Nenhuma acredita que haverá cargos políticos para tantas jotinhas. E a verdade é que a vida num gabinete cercado de homens trinta anos mais velhos a tratar da burocracia político-partidária não é propriamente a coisa mais aliciante do mundo. Enquanto aclamavam Alfredo Henriques presidente, já na noite da vitória, e tentavam tocar-lhe no blazer quando se dirigia, depois de jantar, à sede de campanha, as colegas de curso actualizavam o facebook, preparavam-se para sair, ou viam um canal de música. (Recentemente, alguém me dizia: “ - Ao fim-de-semana vou para casa, sou de Ovar. Freguesia? Isso não sei, sei que pertence ao concelho de Ovar.”). Não há muitas razões para acreditar que as jotinhas do camião acalentavam o sonho de transformar um pouco o (seu) mundo com a eleição de Alfredo Henriques, que apenas conhecem de ver nos jornais (?) e de ter encerrado os comícios, embora algumas tenham conseguido um cumprimento ou um beijinho na campanha.

O poder vem assumindo explicitamente uma vocação de governamentalidade das consciências. Um gestor, engenheiro, construtor, arquitecto, dono de um café, são cargos tão políticos como vereador. Diz-me com quem andas e dir-te-ei quem és. A política deixa de ser uma entidade monolítica e localizada e dissemina-se em todas as relações sociais como uma forma de conduta prescrita, uma ortodoxia de opiniões e silêncios que, se o jovem “se portar bem”, o podem levar a algum lado. A contradição surge aqui. Trinta jovens de vilas periféricas a uma cidade periférica sobem a um camião para aclamar uma das figuras de autoridade simbólica nesta estrutura fluída de disciplina de vida. E uma jornalista escreve que os jovens se encontram cada vez mais afastados das juventudes partidárias. A relação de cada jovem com o potencial Poder (o Partido que pode ir para a câmara/para o governo, o presidente da concelhia, a estrutura...) é uma forma de subversão ortodoxa, é a relação impossível de criação de uma identidade pelo sacrifício da própria identidade: a emergência de um indivíduo-na-sociedade através da integração do interdito simbólico encarnado pela lei paterna (a figura tutelar do partido do poder), na sua dimensão protectora e, simultaneamente, obscena. É, por outras palavras, o drama de Édipo, confrontado com a ambivalência emocional do totem e do tabu no horror do incesto (a adesão contra-instintiva a um sistema de valores paternalista) e o desejo (inconfessável) de aniquilar a figura de autoridade, para poder, finalmente, substituí-la.
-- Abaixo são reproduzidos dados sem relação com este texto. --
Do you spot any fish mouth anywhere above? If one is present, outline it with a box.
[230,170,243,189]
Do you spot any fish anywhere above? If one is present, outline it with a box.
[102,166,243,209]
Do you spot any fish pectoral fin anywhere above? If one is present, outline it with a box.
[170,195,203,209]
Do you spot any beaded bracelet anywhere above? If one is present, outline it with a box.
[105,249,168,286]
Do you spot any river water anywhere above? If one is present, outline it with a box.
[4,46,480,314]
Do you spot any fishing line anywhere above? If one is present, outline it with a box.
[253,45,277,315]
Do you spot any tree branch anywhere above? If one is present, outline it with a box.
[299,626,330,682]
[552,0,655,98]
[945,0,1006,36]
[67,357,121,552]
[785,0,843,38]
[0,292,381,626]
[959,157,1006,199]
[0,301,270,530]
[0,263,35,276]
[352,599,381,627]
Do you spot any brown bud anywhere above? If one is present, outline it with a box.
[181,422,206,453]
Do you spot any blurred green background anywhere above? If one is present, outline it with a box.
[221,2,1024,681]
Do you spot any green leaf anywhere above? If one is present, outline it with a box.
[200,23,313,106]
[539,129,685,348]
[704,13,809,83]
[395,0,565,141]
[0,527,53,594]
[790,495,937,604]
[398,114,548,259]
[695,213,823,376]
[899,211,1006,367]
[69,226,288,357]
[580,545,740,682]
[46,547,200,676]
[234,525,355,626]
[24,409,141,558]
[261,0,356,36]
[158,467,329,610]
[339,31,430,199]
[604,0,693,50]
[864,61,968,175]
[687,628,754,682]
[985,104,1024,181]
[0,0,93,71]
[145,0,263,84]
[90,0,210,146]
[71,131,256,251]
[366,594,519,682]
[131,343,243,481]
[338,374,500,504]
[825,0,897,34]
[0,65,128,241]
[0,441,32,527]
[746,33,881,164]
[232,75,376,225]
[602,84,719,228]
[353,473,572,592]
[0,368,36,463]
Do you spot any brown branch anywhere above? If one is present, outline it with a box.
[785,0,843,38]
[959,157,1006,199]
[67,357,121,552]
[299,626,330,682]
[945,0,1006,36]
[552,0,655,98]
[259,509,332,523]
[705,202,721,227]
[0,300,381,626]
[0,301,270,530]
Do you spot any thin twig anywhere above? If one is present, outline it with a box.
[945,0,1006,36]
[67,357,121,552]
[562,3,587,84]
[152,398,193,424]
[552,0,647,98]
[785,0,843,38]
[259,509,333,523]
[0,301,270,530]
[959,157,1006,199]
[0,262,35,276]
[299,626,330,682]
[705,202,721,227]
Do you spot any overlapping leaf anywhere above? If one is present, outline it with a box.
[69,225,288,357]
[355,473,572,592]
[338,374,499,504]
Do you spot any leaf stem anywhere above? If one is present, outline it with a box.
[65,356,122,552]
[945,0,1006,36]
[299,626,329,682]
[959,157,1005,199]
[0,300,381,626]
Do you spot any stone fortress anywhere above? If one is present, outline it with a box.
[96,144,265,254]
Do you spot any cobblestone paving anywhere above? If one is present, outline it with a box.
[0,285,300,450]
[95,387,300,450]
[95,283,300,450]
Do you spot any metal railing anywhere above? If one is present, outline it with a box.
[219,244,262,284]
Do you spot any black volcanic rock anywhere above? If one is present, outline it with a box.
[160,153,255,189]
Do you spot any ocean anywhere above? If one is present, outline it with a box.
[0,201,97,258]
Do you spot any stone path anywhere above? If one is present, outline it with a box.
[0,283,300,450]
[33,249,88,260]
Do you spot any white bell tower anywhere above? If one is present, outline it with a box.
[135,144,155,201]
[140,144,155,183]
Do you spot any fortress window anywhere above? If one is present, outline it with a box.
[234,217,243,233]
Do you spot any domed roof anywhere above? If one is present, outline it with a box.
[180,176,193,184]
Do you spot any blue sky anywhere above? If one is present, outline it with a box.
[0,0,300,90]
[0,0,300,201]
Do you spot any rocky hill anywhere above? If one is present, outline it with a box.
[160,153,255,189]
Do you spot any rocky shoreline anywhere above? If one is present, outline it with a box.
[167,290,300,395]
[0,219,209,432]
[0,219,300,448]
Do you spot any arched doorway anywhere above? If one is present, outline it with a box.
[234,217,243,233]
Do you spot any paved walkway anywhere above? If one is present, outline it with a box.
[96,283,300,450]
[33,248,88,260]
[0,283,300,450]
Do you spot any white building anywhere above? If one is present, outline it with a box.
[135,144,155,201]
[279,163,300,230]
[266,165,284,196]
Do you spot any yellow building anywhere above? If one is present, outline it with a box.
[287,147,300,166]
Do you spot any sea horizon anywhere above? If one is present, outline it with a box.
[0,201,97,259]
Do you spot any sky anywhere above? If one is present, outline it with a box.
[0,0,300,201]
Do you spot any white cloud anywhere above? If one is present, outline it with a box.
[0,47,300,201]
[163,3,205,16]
Neste sentido, o gesto de obediência exasperada a uma estrutura política local e a inscrição incondicional num código de comportamento disciplinador é, paradoxalmente, o gesto fundador de uma contraconduta (como a geração de executivos que emerge nos anos 80).
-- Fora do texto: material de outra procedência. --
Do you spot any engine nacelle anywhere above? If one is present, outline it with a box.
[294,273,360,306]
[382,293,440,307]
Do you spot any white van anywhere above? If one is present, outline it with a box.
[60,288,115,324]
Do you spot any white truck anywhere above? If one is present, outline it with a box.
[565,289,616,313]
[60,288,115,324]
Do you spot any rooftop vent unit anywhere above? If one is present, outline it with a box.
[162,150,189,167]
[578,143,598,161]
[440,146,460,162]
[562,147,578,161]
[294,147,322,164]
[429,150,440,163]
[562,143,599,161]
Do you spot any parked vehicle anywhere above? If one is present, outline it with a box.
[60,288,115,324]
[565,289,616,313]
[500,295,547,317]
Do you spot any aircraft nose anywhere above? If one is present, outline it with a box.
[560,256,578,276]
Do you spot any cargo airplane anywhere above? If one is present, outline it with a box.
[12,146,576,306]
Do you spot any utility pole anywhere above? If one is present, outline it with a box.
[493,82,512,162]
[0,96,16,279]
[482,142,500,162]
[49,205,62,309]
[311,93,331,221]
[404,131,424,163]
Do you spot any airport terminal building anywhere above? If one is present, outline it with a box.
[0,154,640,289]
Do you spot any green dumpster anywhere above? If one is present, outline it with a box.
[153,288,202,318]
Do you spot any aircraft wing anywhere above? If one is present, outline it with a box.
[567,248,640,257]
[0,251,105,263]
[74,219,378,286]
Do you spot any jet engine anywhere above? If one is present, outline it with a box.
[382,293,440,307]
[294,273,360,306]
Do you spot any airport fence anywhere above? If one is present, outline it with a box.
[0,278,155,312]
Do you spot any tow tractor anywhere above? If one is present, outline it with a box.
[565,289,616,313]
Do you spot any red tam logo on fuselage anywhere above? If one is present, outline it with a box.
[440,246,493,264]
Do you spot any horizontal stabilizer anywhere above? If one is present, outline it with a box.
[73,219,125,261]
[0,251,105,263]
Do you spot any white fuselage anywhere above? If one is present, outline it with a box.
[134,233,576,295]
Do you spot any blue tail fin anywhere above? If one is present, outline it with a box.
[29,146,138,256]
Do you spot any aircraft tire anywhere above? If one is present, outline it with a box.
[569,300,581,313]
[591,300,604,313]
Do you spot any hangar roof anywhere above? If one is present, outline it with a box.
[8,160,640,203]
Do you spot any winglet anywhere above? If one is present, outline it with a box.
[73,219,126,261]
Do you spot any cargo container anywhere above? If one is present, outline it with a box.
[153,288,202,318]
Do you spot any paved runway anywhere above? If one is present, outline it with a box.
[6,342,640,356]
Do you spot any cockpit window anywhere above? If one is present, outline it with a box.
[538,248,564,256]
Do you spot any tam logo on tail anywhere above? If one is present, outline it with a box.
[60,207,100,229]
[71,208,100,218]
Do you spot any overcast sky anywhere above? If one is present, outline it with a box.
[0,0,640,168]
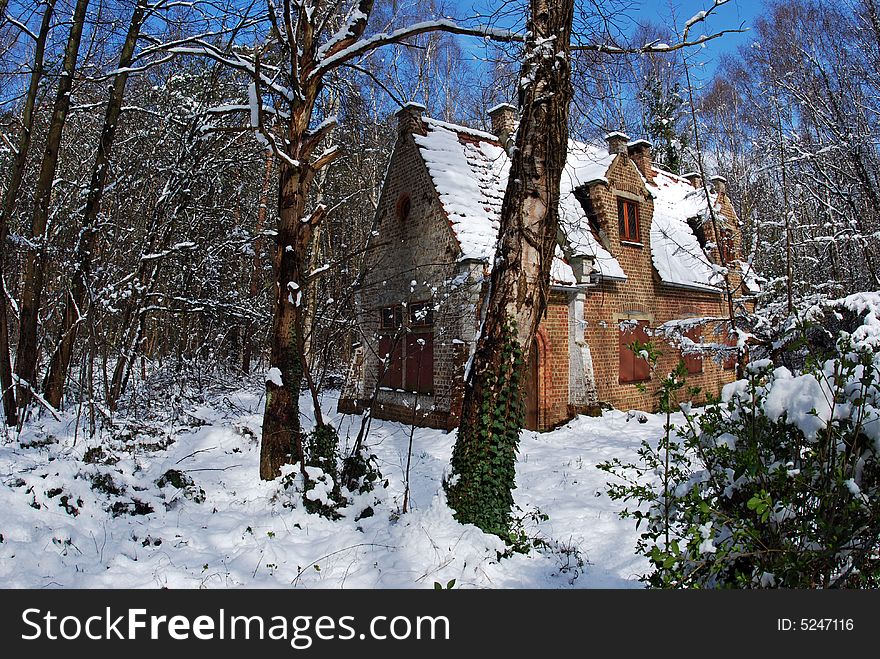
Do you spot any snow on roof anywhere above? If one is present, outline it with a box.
[414,117,736,292]
[559,140,626,281]
[647,170,722,292]
[414,117,626,285]
[414,120,510,261]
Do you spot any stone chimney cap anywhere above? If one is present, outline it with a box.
[627,139,654,149]
[397,101,427,114]
[486,103,516,116]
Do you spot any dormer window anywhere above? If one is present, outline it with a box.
[688,217,708,249]
[617,199,641,243]
[395,192,412,222]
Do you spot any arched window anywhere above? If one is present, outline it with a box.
[395,192,412,222]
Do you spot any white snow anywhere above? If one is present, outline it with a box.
[266,366,284,387]
[648,170,722,291]
[415,122,510,260]
[0,383,663,588]
[414,118,626,283]
[559,140,626,280]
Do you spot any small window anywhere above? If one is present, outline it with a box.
[718,231,736,263]
[380,306,403,330]
[617,199,641,243]
[395,192,412,222]
[409,304,434,327]
[682,327,703,374]
[688,217,708,249]
[618,320,651,384]
[721,334,739,371]
[406,332,434,394]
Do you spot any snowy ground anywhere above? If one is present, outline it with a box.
[0,391,662,588]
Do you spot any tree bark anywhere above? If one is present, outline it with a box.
[44,0,148,408]
[241,154,275,374]
[447,0,574,537]
[15,0,89,407]
[0,0,56,425]
[260,162,320,480]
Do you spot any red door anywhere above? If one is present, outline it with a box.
[524,341,538,430]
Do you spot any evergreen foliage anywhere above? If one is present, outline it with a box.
[446,319,525,542]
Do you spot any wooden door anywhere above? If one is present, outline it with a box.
[524,341,538,430]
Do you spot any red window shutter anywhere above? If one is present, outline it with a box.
[406,332,434,394]
[618,320,651,383]
[617,199,639,243]
[682,327,703,373]
[379,335,403,389]
[721,335,737,371]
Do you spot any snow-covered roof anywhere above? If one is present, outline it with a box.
[413,117,626,285]
[559,140,626,280]
[646,170,723,292]
[414,117,740,292]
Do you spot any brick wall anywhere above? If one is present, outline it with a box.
[339,109,485,429]
[584,155,740,410]
[340,118,740,429]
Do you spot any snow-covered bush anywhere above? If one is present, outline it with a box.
[604,294,880,588]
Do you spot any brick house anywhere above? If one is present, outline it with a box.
[339,104,755,429]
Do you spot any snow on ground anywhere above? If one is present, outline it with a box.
[0,388,662,588]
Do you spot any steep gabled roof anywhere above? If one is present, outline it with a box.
[413,117,721,292]
[413,117,626,285]
[647,169,723,292]
[414,118,510,261]
[559,140,626,281]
Se estes grupos de militantes se definem por oposição aos colegas (e, nesta medida, há que reconhecer a validade do título do «Público»), algo vai verdadeiramente mal. Porque, reproduzindo os comportamentos de exclusão que estão na origem do conceito “classe política”, afirmam a sua (contra)conduta como modo de assumir uma posição invisível na ordem da governamentalidade (desde o gabinete da cave ao pelouro), e isso representa a própria negação da evolução. Nesta subtracção ao todo, algo se perde. É esse esvaziamento que melhor define a relação dos jovens com as jotaêsses e as jotaêssedês, enquanto espaços de aquisição de individualidade pelo acto de dupla negação: negação do todo social e negação da dimensão subjectiva – o que conduz à suspensão do próprio real, o real que esperava pelas meninas do camião laranja à chegada a casa, na falta de saneamento, o real que se infiltra na contradição entre a evidência de um concelho (de um país) arcaizado, de estruturas políticas fossilizadas, e a alegria das jotinhas em noite de campanha eleitoral para manter tudo na mesma. Ao longo de anos os nossos políticos esforçaram-se por passar a imagem de que já não há esquerdas nem direitas, que isso é coisa doutros tempos, que já não há ideologias, que somos todos do centro moderado, que a nova política chama-se “economia de mercado”. Esperavam agora que os filhos soubessem dizer para a câmara da televisão qual a diferença entre ser de esquerda ou ser de direita??

Esse divórcio entre o ser e o pensar (entre o cogito e o sum) cria uma fractura demasiado perigosa para continuar a ser alegremente ignorada. Essa fractura é o produto de uma ideologia construída pelos dois partidos no poder há trinta anos, um jogo de dissimulação e hipocrisia alimentado por todos nós que preferimos ser cegos a acreditar que isto vai mesmo mal e que é preciso mudar. Não ando a estudar para político. Honestamente, nem posso dizer que a política me agrade. Mas, como diria Francis Bacon, mais vale transformar a política antes que seja tarde, e ela nos transforme a nós.